Why do I love reading about the Conquest? Partly I identify with it more than with the history of Anglo America. My father is Puerto Rican, that is, a mixture of Spanish, West African, and South American Indian. A good bit of that side of the family came from the Canary Islands, a stage in Columbus' explorations. In fact, my great grandmother's maiden name was Colon (Columbus), and family tradition holds that we're descendants of Columbus' younger brother, which would make me a great nephew of the explorer himself.
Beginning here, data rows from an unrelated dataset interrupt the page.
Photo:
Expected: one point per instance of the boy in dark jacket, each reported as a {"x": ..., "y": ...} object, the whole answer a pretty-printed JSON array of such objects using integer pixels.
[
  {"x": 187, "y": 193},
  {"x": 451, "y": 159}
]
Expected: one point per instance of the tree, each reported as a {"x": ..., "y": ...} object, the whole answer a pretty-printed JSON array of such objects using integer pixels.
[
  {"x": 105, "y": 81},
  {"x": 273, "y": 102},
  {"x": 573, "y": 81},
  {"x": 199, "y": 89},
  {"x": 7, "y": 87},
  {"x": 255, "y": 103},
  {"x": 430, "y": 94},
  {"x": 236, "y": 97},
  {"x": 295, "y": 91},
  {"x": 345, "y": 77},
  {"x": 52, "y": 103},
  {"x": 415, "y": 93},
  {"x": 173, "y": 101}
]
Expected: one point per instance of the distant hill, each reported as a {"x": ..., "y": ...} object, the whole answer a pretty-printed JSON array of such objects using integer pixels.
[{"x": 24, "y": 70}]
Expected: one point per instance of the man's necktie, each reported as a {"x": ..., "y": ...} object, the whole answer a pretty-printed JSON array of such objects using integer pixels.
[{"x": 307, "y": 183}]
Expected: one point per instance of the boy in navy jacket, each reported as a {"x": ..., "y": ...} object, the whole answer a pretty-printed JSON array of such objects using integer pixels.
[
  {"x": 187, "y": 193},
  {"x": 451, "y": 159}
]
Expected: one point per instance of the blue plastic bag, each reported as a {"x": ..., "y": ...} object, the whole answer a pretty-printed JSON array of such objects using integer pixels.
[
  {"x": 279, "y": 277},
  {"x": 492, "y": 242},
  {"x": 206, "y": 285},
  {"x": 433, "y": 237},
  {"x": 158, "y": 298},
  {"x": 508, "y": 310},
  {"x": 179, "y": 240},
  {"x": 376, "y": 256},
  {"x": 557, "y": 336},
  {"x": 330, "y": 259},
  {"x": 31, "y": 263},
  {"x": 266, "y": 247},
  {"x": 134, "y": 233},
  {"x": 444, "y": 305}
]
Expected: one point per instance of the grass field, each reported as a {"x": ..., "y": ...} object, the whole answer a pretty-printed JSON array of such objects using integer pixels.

But beyond that, it's hard for me to think of a more picturesque period, combining familiar landscapes with fabulous civilizations and legendary heroic exploits. In 1541, Francisco Vázquez de Coronado y Luján marched across the Texas panhandle in search of the Cities of Gold. Think of that! Think of the clash of civilizations: of storm-tossed Spanish galleons landing on golden New World coasts; of armored caballeros hacking their way through steamy jungles and assaulting piled strongholds of ancient splendor; of floating garden-cities surrounded by snow-capped mountains, ruled by cannibal potentates of luxuriant cruelty; of stout Cortez who with eagle eyes stared at the Pacific, silent, upon a peak in Darien.

Well, no doubt I'll have more to say about the conquest of Mexico and Peru once I'm done. Or, more likely, you'll start seeing it pop up in my stories in various ways. I would love to write "sangre and sorcery" tales set during the time of the Conquest, but I fear that I'd have to visit the locales to do it justice. One day, perhaps I'll do just that.